内容については記憶の彼方に行ってしまった部分もありますが、その「特殊設定」がなかなか面白く本筋のメインパートに絡んでくるものの各話とも本格ミステリーとして機能しており好感を持てたことは記憶しています。読後感も悪くなかったです。

No.179 6点 神薙虚無最後の事件- 紺野天龍 2023/10/08 20:07
冴えないキャラの主人公に何故か親しくしてくる超カワイイ女子、しかも名探偵であると。関係する主要キャラが美人揃い(主人公の「恋路」に加勢する一名を除いて)と。最近こうした設定のミステリーが多いように感じるのは自分の嗜好がそちらに向いているからなのでしょうかね。

(ややネタバレ)
作中作に××××××が使われていてしかもそのキモは○○○○であると。これも何か既視感ありまくりでした…。多重解決の謎解き部分はそれなりに面白かったです。

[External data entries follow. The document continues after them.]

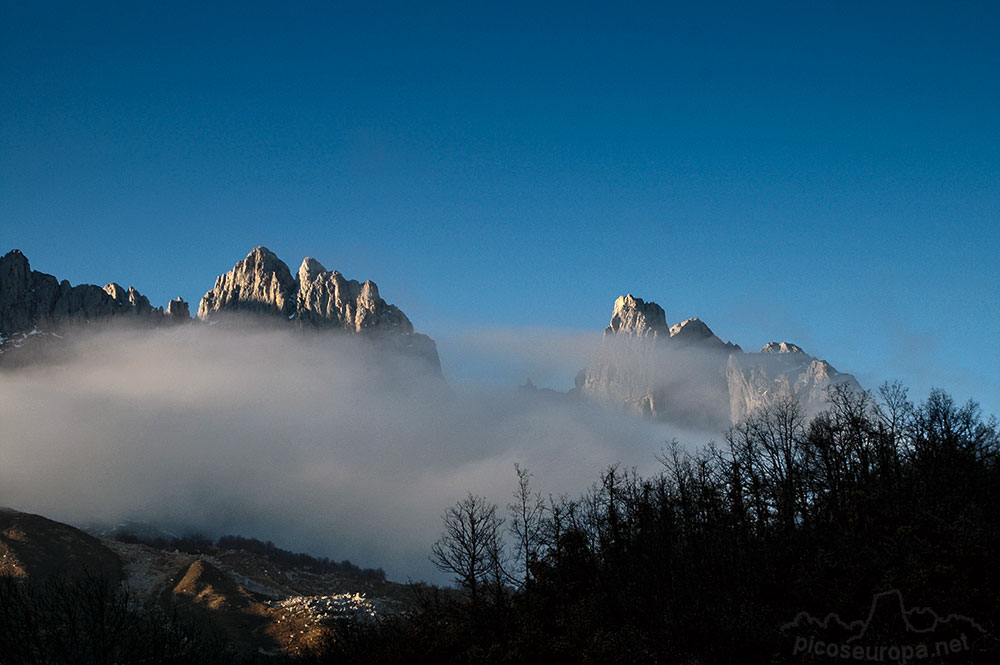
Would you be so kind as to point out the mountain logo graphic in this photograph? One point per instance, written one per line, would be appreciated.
(890, 633)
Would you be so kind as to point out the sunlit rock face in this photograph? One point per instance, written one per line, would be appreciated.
(178, 311)
(634, 317)
(315, 298)
(259, 284)
(326, 298)
(30, 300)
(686, 375)
(757, 380)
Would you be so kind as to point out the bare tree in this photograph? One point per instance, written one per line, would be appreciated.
(471, 545)
(526, 514)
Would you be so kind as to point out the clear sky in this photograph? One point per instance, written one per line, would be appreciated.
(829, 175)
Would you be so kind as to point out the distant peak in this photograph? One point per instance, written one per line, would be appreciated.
(693, 327)
(783, 347)
(309, 268)
(634, 316)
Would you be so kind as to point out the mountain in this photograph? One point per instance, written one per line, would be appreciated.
(30, 300)
(686, 375)
(314, 298)
(35, 306)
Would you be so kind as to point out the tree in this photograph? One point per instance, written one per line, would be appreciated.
(526, 515)
(471, 546)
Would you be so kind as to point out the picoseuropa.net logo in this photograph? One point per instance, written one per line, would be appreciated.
(890, 633)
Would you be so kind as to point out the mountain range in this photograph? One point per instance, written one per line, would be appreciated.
(681, 373)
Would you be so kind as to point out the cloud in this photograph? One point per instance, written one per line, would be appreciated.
(317, 442)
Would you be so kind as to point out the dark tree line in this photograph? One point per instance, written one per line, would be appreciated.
(704, 562)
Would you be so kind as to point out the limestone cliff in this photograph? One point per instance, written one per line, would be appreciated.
(315, 297)
(687, 375)
(30, 299)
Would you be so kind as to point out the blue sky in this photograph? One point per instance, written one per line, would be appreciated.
(829, 175)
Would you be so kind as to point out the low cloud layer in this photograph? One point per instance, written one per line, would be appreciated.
(316, 442)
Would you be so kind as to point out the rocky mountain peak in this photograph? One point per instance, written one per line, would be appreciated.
(633, 316)
(310, 268)
(783, 347)
(316, 298)
(261, 284)
(178, 310)
(30, 299)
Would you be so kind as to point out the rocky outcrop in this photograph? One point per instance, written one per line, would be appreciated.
(30, 299)
(686, 375)
(634, 317)
(178, 311)
(757, 380)
(325, 298)
(314, 298)
(260, 284)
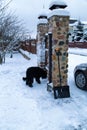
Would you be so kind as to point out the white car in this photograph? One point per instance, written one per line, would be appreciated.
(80, 76)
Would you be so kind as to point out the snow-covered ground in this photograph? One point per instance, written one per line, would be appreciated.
(25, 108)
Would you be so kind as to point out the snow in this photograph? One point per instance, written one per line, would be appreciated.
(25, 108)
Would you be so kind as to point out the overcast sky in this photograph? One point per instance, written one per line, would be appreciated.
(28, 10)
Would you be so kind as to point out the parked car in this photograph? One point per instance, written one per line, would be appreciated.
(80, 76)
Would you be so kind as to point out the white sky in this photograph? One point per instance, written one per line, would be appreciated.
(28, 10)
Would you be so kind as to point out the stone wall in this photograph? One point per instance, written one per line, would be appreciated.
(59, 26)
(42, 29)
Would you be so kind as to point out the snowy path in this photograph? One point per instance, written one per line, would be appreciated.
(25, 108)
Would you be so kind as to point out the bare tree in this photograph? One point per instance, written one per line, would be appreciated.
(11, 31)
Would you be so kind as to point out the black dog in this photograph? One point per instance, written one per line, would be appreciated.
(34, 72)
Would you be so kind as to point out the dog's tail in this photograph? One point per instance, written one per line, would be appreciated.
(24, 78)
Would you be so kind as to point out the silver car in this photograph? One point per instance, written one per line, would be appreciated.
(80, 76)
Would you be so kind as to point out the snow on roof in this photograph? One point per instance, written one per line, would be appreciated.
(58, 12)
(57, 2)
(43, 14)
(42, 21)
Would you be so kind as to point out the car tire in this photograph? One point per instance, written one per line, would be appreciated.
(81, 80)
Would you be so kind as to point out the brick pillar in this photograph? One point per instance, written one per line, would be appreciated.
(42, 29)
(59, 26)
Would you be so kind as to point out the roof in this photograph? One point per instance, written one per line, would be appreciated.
(57, 4)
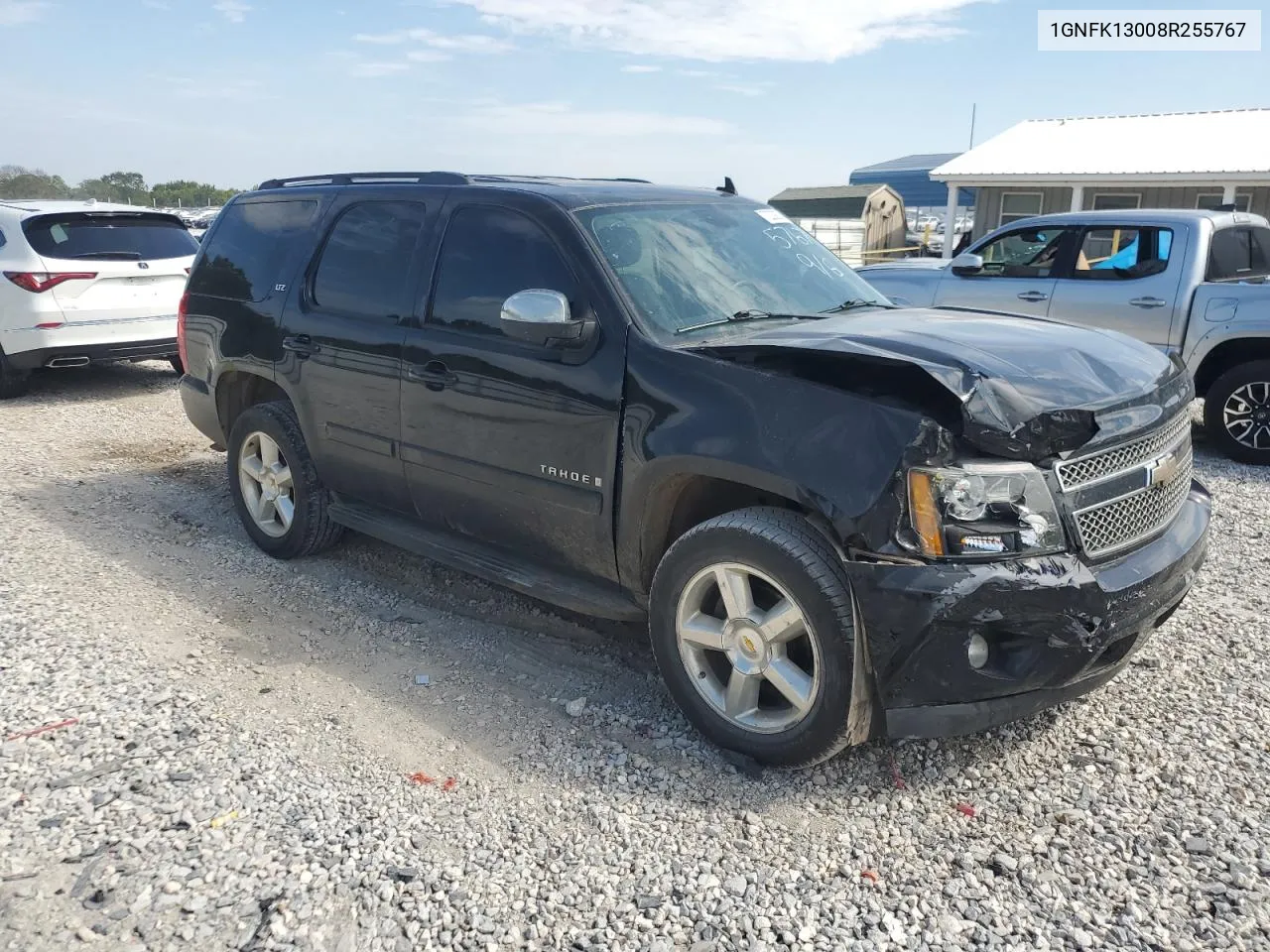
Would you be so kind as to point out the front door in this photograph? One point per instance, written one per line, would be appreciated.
(1017, 277)
(1125, 278)
(341, 344)
(506, 442)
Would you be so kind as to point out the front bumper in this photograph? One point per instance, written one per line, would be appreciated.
(1057, 627)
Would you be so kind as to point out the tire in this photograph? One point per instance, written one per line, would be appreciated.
(788, 557)
(1241, 397)
(13, 382)
(309, 530)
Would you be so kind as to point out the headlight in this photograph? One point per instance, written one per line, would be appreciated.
(983, 509)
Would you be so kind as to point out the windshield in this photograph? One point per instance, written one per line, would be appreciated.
(691, 266)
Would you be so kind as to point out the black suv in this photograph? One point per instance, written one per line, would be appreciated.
(842, 520)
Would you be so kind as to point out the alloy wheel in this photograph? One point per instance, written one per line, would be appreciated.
(1246, 416)
(748, 648)
(264, 479)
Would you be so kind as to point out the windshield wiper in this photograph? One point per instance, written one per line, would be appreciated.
(752, 315)
(852, 303)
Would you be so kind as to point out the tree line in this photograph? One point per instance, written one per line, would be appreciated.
(123, 186)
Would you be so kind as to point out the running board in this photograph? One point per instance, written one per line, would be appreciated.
(579, 595)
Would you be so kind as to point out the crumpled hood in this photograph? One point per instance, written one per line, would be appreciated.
(1028, 388)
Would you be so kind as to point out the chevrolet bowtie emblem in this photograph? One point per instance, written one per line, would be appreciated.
(1162, 470)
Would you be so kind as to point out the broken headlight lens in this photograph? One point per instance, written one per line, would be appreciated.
(983, 509)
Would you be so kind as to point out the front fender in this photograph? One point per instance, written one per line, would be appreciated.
(833, 453)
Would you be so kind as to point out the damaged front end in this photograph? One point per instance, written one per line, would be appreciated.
(1040, 529)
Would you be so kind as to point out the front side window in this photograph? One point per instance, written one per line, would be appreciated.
(1239, 254)
(1123, 253)
(1020, 204)
(248, 248)
(690, 264)
(1028, 253)
(488, 255)
(366, 266)
(108, 236)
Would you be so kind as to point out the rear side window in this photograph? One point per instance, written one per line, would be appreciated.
(1123, 253)
(488, 255)
(248, 248)
(365, 270)
(1239, 254)
(108, 236)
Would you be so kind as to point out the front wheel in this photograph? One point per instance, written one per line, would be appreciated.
(281, 502)
(752, 627)
(1237, 413)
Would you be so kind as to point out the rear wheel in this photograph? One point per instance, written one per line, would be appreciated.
(277, 494)
(13, 382)
(752, 629)
(1237, 413)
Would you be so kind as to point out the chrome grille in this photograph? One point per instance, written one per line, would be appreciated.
(1095, 467)
(1110, 527)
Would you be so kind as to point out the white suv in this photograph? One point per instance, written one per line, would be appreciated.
(86, 282)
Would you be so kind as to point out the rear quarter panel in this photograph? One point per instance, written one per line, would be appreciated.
(1224, 312)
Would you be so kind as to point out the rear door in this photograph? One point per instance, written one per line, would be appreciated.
(131, 266)
(341, 340)
(1127, 278)
(503, 440)
(1019, 272)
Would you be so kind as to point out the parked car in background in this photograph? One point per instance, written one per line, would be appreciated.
(841, 520)
(86, 282)
(1191, 284)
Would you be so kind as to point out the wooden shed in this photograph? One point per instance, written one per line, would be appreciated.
(852, 221)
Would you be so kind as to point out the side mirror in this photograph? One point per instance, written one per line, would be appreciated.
(541, 317)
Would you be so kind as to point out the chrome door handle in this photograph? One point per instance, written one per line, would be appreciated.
(300, 345)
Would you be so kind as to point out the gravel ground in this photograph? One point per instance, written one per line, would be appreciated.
(238, 774)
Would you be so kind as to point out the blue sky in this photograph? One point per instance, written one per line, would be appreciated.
(774, 93)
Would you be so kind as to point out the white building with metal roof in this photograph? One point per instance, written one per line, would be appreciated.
(1175, 160)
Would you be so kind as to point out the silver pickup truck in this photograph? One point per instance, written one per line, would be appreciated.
(1188, 282)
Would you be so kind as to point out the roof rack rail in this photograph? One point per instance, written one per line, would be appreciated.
(361, 178)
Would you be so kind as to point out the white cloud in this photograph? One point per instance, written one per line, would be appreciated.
(743, 89)
(562, 119)
(461, 44)
(234, 10)
(815, 31)
(372, 70)
(14, 12)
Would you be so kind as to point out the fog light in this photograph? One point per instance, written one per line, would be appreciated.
(976, 652)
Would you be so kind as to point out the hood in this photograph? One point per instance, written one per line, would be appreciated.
(1026, 389)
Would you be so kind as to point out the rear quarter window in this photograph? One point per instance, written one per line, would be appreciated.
(107, 236)
(245, 252)
(1239, 254)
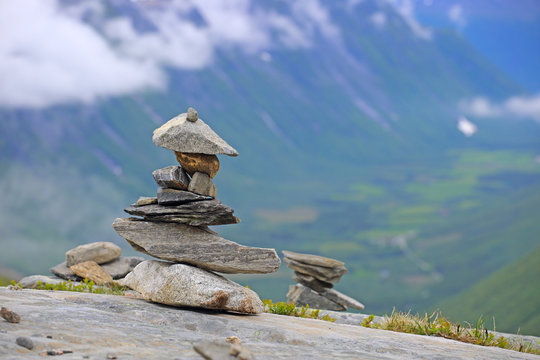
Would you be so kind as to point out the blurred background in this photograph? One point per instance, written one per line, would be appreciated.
(399, 136)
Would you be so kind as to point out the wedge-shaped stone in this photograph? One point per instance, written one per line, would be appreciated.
(342, 299)
(196, 246)
(173, 177)
(301, 295)
(92, 271)
(145, 200)
(192, 163)
(209, 212)
(314, 260)
(331, 275)
(117, 268)
(185, 285)
(179, 134)
(202, 184)
(311, 282)
(100, 252)
(170, 197)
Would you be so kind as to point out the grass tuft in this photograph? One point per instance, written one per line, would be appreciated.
(84, 286)
(437, 325)
(289, 309)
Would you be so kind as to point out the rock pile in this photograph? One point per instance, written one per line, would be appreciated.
(173, 226)
(99, 262)
(315, 276)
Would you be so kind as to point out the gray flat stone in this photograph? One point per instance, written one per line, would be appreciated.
(186, 285)
(25, 342)
(221, 350)
(181, 135)
(145, 200)
(196, 246)
(202, 184)
(173, 177)
(311, 282)
(325, 274)
(100, 252)
(301, 295)
(209, 212)
(171, 197)
(314, 260)
(117, 268)
(94, 325)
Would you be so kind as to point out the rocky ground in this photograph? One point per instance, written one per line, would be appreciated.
(91, 326)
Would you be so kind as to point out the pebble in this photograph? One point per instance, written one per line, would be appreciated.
(25, 341)
(233, 340)
(10, 316)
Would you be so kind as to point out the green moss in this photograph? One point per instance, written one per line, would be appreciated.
(289, 309)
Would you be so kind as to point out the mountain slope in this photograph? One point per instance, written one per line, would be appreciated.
(348, 148)
(510, 295)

No.178 5点 アミュレット・ホテル- 方丈貴恵 2023/10/06 11:46
竜泉家の一族シリーズに比べると短編集なので小粒なのは良いとしてもこの「特殊設定」にはちょっと拒否反応が出てしまいました。オーナーの価値観(ホテルの外で実行されるならば殺人も含めてあらゆる犯罪に便宜を図る一方で麻薬は御法度とか)にもいささか疑問符が付くし。
それでもそれぞれの謎解き部分はそれなりに楽しめました。

No.177 7点 その殺人、本格ミステリに仕立てます。- 片岡翔 2023/10/01 14:08
最初は脱力系なのかと思いましたがそんなことはなくしっかりとした本格ミステリーでした。どうでも良いことですが、さすがに「風゛」という字は読み辛くて何度でもそこで目が止まってしまい読み進める上でテンポが悪くなったのが個人的には残念でした。

彼女のキャラには結構好感が持てたのですが(コンビを組んだ形での)続編はさすがに無理でしょうね。

No.176 5点 Iの悲劇- 米澤穂信 2023/09/29 07:36
最後のIの「喜劇」は確かに意外なオチというところなのでしょうが、「深い沼」で主人公に共感できたせいか、読後感は少し悪くなりました。

No.175 4点 透明な螺旋- 東野圭吾 2023/09/24 08:35
(かなり前に)発刊後すぐに読みました。ガリレオシリーズが好きなので期待して読み始めたのですが……。湯川の過去が明かされるわけですがこういうのはちょっと……残念な印象が強かったです。カッコウの卵もそうですが、この作者は「生まれついての能力差」なるものに何か特別な思い入れがあるのかも。